Culture & Entertainment
Movies for Mother’s Day
Photo by Glenn Carstens-Peters on Unsplash
Culture & Entertainment
Movies for Mother’s Day
Tired of watching Terms of Endearment with mom every Mother’s Day? Seen One True Thing one too many times? Why not try one of these other cinematic tributes to motherhood?
Stella Dallas
Despite being a totally manipulative tearjerker, this is still the benchmark for movies about maternal love and self-sacrifice, due entirely to Barbara Stanwyck’s knockout performance as the iconic title character. Stella is a lovely but unsophisticated young woman who tries desperately to live up to her classy husband (John Boles). She can’t, of course, and when she realizes she has become an embarrassment to her little daughter, she selflessly gives the girl up to hubby. How’s that for melodrama?

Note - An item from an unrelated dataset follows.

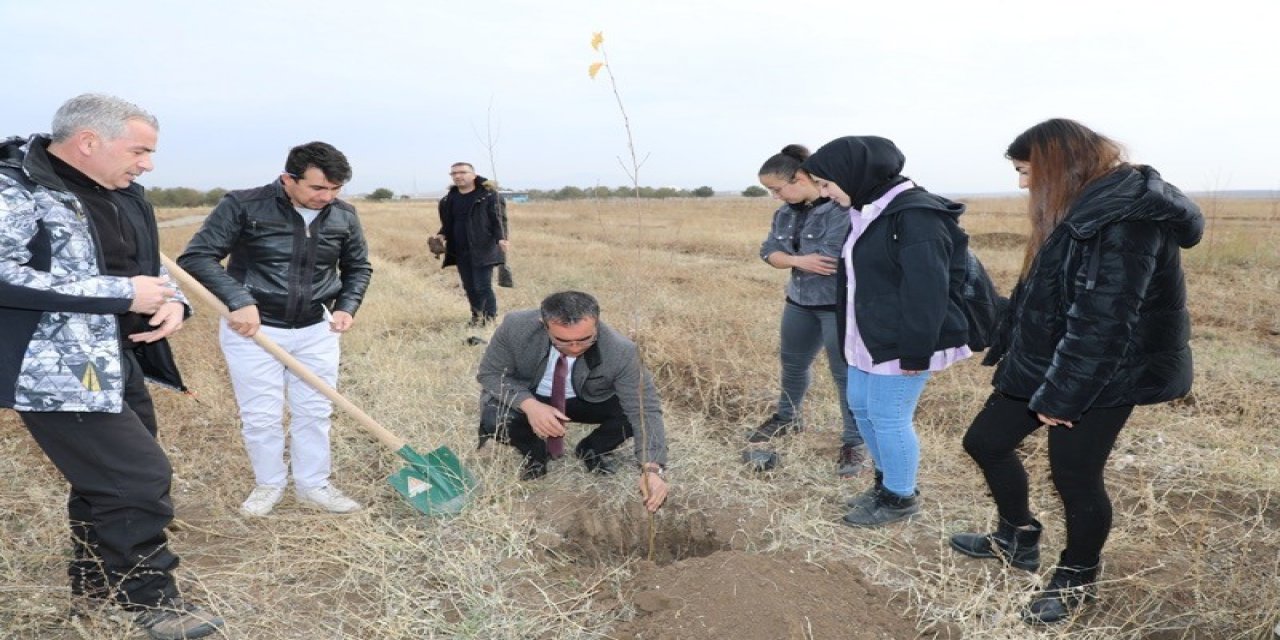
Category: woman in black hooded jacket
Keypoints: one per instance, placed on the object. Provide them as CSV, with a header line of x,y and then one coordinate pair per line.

Alice Doesn’t Live Here Anymore
Ellen Burstyn plays a 35-year-old New Mexico woman setting out to make a new life for herself and her young son after the abrupt death of her husband. This early Martin Scorsese picture is one of the best movies ever made about modern motherhood and single parenting. Burstyn’s rapport with Alfred Lutter, who plays her precocious kid, is almost uncanny—they fight and joke as if they really were related. (Those of you who don’t know the film may remember its subsequent TV spinoff: Alice, aka Mel’s Diner.)
Some Mother’s Son
Get a double-dose of selfless motherly love with this Irish drama written by the team of Jim Sheridan and Terry George ( In the Name of the Father). Helen Mirren and Fionnula Flanagan play two Northern Ireland moms with sons in the IRA. When the sons are imprisoned and go on hunger strike, the moms have to make a decision: have their sons forcibly fed, or respect their wishes and let them die. Mirren is especially good as the mom who can’t help thinking that every man, including those her son killed, is “some mother’s son.”
The Deep End
Tilda Swinton plays maybe the most ferociously dedicated mom ever in this 2001 thriller. When her teenage son (Jonathan Tucker) starts a relationship with a scummy thirty-something nightclub owner (Josh Lucas), she tracks the guy down and demands he break it off. Later, when the guy turns up dead—it was an accident, but she thinks her son did it—she goes to increasingly criminal lengths to conceal the body and cover her son’s tracks. Ah, the things a mom will do for her kids…
Nowhere Boy
Who knew that John Lennon had such a complicated upbringing? This biopic relates how the future Beatle (played by Aaron Taylor-Johnson) spent his teen years torn between two mothers: his wild, troubled biological mom (Ann-Marie Duff) and the responsible, stern aunt who raised him (Kristin Scott Thomas). This is the rare movie that doesn’t give short shrift to the role of parents in a teen’s life, and the central relationship between John and his aunt is supremely touching without ever turning soft or sentimental.